例えば、飲食店や喫茶店の営業をする場合は、店舗が立地している場所を管轄する保健所に食品衛生法に基づく営業許可を申請し、その後保健所の職員による施設の確認検査を経て、許可証の交付を受けられれば営業できるようになります。
しかし、居酒屋、バー、ガールズバー、ダーツバー、ダイニングバー、立ち飲み屋など、その店舗が酒類を主なメニューとして客に提供している店で、午前0時以降も来店客に提供する場合は風営法に基づく深夜営業許可を取得しなければなりません。
ラーメン屋やファミレス、定食屋といった酒類ではなく主食をメインに提供する飲食店は深夜営業許可を申請していなくても営業は可能です。
深夜営業許可は届出制となっており、店舗の所在地が管轄区域に含まれている警察署に指定された書類を提出すれば、10日前後で許可が出て営業ができるようになります。
深夜営業許可の必要書類
必要書類は警察署ごとに異なりますが、
・深夜酒類提供飲食店営業開始届出書
・営業方法を記載する書類
・図面(店舗の平面図、求積図、音響設備や照明設備などの配置図)
・飲食店営業許可証の写し
・住民票
の7種類の文書については、ほぼすべての警察署で共通して必要書類となっており、法人の場合はこれに加えて定款や法人登記簿謄本なども提出しなければなりません。
住民票については、個人で申請する場合は本人のもので良いですが、法人が申請者となる場合は役員全員分のものが必要です。
また、賃貸物件で営業する場合は、その物件の所有者から許諾を得たことを示す書類の提出も求められることがあります。
なお、深夜営業許可を取得しても、客の横に座って接待する行為などは午前0時以降であってもできず、行った場合は摘発の対象となるので注意が必要です。
深夜営業許可の変更届
深夜営業許可の申請が通り営業を行っている際、以下のような変更があった場合は管轄の警察署へ変更届を提出しなければなりません。
・氏名や住所に変更があったとき。

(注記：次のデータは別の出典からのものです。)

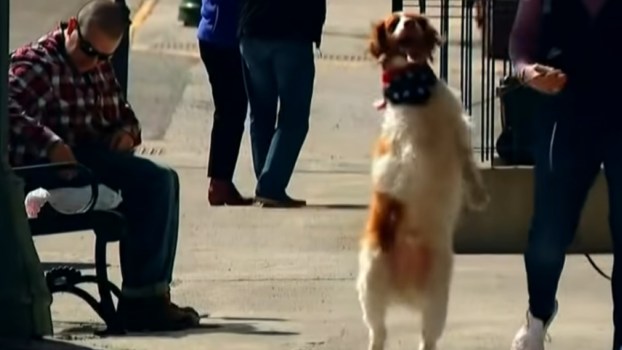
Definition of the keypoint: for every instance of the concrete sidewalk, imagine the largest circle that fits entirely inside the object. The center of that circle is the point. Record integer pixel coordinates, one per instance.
(284, 279)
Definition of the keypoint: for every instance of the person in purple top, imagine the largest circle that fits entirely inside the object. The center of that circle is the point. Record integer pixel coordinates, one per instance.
(565, 49)
(218, 45)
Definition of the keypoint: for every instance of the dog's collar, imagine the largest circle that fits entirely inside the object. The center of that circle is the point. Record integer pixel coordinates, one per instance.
(411, 85)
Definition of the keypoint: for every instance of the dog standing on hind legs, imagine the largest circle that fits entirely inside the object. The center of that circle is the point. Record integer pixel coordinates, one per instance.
(423, 171)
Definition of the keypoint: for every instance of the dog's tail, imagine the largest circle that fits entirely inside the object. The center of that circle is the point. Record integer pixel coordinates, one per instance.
(384, 219)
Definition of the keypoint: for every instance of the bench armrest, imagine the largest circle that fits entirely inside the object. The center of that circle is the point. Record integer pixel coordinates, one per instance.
(48, 176)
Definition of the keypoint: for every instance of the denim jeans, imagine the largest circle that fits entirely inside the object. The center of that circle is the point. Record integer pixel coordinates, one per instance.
(151, 206)
(280, 73)
(573, 141)
(224, 70)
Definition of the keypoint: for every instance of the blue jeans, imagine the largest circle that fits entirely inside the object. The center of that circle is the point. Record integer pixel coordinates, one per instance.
(279, 71)
(573, 141)
(151, 206)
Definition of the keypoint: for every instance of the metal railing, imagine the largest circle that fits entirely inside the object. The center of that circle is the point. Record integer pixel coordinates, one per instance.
(471, 58)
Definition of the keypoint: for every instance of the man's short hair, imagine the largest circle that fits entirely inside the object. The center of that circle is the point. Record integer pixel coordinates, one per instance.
(111, 17)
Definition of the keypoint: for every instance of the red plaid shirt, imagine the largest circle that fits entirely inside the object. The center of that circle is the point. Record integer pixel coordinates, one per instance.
(50, 101)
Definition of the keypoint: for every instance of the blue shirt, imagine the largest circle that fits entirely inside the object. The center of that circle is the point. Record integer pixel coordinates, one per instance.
(219, 22)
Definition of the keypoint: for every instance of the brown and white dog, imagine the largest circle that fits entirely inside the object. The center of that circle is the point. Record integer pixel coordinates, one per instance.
(423, 171)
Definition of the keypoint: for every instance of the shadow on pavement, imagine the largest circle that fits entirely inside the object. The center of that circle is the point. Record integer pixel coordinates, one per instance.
(48, 265)
(337, 206)
(6, 344)
(243, 328)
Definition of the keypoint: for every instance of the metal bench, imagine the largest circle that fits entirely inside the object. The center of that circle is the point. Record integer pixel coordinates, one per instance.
(108, 226)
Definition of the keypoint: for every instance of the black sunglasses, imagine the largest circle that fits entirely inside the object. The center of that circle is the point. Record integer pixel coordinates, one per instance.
(89, 50)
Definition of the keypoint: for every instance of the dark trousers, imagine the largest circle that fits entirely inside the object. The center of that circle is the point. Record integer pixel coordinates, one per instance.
(573, 141)
(224, 69)
(151, 206)
(279, 73)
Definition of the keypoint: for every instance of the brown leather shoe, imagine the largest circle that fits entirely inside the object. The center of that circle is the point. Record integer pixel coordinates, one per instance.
(156, 314)
(224, 193)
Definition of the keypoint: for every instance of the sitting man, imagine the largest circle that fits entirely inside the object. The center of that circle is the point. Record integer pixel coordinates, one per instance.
(66, 105)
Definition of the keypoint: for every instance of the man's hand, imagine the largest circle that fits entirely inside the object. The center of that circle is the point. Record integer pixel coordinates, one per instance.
(545, 79)
(122, 141)
(61, 153)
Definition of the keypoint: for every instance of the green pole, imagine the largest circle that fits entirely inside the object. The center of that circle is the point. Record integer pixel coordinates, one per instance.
(24, 297)
(120, 60)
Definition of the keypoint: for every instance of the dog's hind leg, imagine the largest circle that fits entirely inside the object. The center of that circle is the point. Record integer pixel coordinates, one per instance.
(373, 300)
(434, 313)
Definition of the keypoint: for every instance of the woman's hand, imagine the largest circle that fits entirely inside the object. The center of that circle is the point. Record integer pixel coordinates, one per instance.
(543, 78)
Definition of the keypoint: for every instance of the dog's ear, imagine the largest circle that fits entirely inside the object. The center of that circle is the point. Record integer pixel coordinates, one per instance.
(431, 37)
(378, 40)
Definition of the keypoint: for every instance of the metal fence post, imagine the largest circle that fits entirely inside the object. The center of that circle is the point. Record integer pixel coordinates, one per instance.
(121, 59)
(24, 297)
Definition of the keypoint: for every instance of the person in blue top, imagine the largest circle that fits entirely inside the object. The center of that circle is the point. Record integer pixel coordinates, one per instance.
(220, 53)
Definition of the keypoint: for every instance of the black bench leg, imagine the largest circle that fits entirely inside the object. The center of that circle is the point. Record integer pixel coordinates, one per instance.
(106, 289)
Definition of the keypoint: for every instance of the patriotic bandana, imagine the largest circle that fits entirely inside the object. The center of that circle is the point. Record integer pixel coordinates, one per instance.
(411, 85)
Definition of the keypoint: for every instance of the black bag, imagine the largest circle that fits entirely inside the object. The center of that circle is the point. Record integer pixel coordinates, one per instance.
(519, 104)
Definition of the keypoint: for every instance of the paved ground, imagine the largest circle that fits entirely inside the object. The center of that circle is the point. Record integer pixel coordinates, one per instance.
(284, 279)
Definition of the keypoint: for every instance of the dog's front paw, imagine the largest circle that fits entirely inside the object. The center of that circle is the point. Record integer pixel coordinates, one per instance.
(478, 200)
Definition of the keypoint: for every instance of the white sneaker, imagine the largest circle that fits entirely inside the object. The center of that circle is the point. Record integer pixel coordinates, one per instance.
(532, 334)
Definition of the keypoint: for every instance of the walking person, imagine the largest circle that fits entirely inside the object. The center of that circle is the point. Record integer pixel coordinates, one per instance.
(276, 42)
(220, 53)
(557, 47)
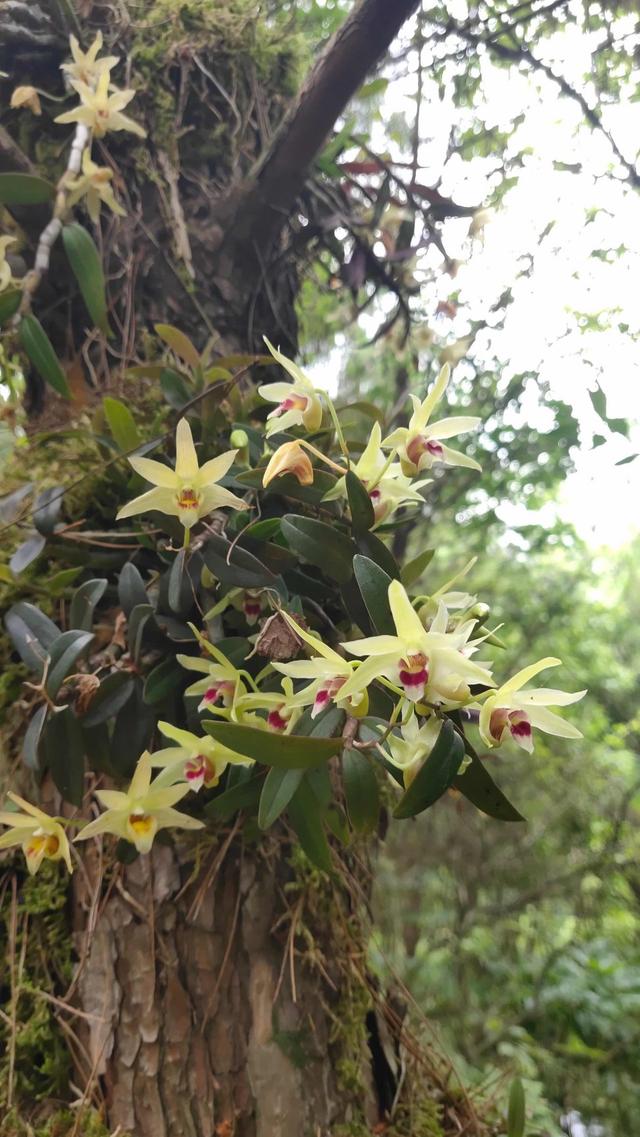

提出期限は変更があった日から10日以内。(法人の場合は名称や住所、代表者の氏名などに変更があったとき。提出期限は変更があった日から20日以内。)
・店舗の名称に変更があったとき。提出期限は変更があった日から10日以内。
・店舗の構造や設備に変更があったとき。提出期限は変更があった日から10日以内。
深夜営業許可の廃業届
廃業した場合は、廃業した日から10日以内に廃業届を提出しなければなりません。
また、営業者が変わった際は、廃業届を提出しなければなりません。その後新たに申請を行うことになります。
深夜営業許可の費用
警察署に届け出をする際は手数料など費用はかかりません。
しかし、行政書士に手続きの代行をお願いする場合には数万円から10万円の範囲が相場となっています。
ただ、深夜営業許可が必ず必要だという場合や、店舗の測量や図面の作成ができないといった場合などは専門家である行政書士に任せるのが安心です。
なにより開業の準備で忙しいでしょうから、ご自身の負担を減らすことができます。